En dernier lieu, ce texte vise à lutter contre les acquisitions dites prédatrices, en renforçant notamment les missions de l’Autorité de la concurrence pour limiter la consolidation d’entreprises qui rachètent peu à peu tout un écosystème. C’est, par exemple, ce que Facebook a opéré avec le rachat d’Instagram et de WhatsApp. En l’état actuel du droit, l’Autorité de la concurrence n’a pas pu examiner ces rachats, car les sociétés ciblées ne réalisaient, aussi incroyable que cela paraisse, qu’un chiffre d’affaires limité, en tout cas inférieur au seuil de déclaration obligatoire au titre du droit des concentrations. C’est précisément ce dispositif qui doit évoluer, à l’échelon tant national qu’européen.
Mais là où le rapport de la commission d’enquête sur la souveraineté numérique allait plus loin, en proposant d’introduire un nouveau seuil basé sur une disproportion manifeste entre la valeur de rachat et le chiffre d’affaires réalisé par la société cible, la présente proposition de loi privilégie une information minimale par les entreprises systémiques. Certes, ce choix peut paraître frileux, témoignant de la volonté de rassurer les acteurs du numérique et de la crainte de les brider dans leurs initiatives. En réalité, cette solution, soutenue par ailleurs par l’Autorité de la concurrence, évite à celle-ci d’être saisie de nombreuses opérations sans incidence sur le marché et, réciproquement, aux entreprises concernées de devoir déclarer une opération anodine. C’est une mesure de simplification assez souple, qui oblige néanmoins les entreprises systémiques à se mettre en relation avec le régulateur, ce qui est, in fine, notre objectif.

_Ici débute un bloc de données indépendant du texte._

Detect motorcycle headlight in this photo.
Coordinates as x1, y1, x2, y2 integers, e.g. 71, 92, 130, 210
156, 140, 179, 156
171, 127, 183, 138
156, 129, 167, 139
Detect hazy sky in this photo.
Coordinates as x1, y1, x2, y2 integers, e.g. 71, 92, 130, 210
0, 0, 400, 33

Enfin, les rapporteurs ont complété le texte avec des dispositions permettant de lutter contre les interfaces trompeuses, qui sont des pratiques déloyales, voire agressives, à l’encontre des consommateurs.

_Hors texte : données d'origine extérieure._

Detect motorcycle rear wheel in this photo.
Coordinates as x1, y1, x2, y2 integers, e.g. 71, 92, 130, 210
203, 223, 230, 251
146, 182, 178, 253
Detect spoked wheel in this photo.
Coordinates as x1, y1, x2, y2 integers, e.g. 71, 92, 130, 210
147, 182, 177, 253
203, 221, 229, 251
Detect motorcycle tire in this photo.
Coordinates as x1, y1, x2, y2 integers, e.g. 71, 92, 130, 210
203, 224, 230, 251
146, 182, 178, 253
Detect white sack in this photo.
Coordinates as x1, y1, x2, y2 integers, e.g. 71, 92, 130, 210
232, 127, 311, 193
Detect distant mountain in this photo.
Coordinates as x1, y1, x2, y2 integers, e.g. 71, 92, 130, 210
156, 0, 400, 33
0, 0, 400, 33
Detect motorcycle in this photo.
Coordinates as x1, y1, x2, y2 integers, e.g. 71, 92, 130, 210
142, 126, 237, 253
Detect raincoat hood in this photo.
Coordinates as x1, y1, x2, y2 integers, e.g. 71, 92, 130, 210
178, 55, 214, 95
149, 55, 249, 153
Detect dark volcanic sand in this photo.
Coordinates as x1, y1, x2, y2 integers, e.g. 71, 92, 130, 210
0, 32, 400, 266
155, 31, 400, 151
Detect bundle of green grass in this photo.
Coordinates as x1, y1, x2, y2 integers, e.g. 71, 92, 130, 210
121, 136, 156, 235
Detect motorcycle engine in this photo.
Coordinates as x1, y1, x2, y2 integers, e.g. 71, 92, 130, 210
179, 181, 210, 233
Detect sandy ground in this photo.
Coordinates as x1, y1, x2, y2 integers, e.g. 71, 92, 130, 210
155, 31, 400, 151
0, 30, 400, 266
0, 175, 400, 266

Le groupe socialiste proposera de renforcer les moyens des régulateurs par des amendements concernant l’auditabilité des algorithmes. Nous proposerons également de mieux définir la notion d’interopérabilité, ou encore les obligations de loyauté des fournisseurs de systèmes d’exploitation.

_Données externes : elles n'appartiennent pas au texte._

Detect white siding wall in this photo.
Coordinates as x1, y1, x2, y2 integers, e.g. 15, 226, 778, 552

Monsieur le secrétaire d’État, mes chers collègues, si certains jugent encore que ce texte n’est pas pertinent ou urgent, ou qu’il convient de laisser l’initiative d’un tel travail à l’Union européenne, je veux simplement rappeler un ordre de grandeur : la capitalisation boursière des Gafam représente plus de deux fois celle du CAC 40 et dépasse les 4 000 milliards de dollars. Leur chiffre d’affaires est comparable à la totalité des recettes fiscales de notre pays. Autant dire que ces entreprises systémiques possèdent la puissance économique d’un État !
Il n’est plus temps de laisser un sujet d’une telle gravité s’enliser dans des questions de procédure juridique ou de tutelle. Sa complexité ne doit pas non plus nous arrêter. C’est à nous, hommes et femmes politiques, de doter l’État de moyens propres à freiner cet expansionnisme délétère et de protéger les intérêts et les droits de nos concitoyens, tout en favorisant l’innovation et la concurrence, non seulement nécessaires, mais saines pour tout marché. Il nous revient de défendre un modèle de société dans lequel l’être humain ne se résume pas à une somme de données à exploiter ni à des tendances à influencer.
À ce titre, je me félicite de la saisine du Conseil d’État, qui a permis d’améliorer ce texte, et j’espère que l’Assemblée nationale ne tardera pas à s’en saisir compte tenu de son importance et de son urgence. J’en doute toutefois…
Les sénateurs socialistes voteront donc très logiquement en faveur de cette proposition de loi.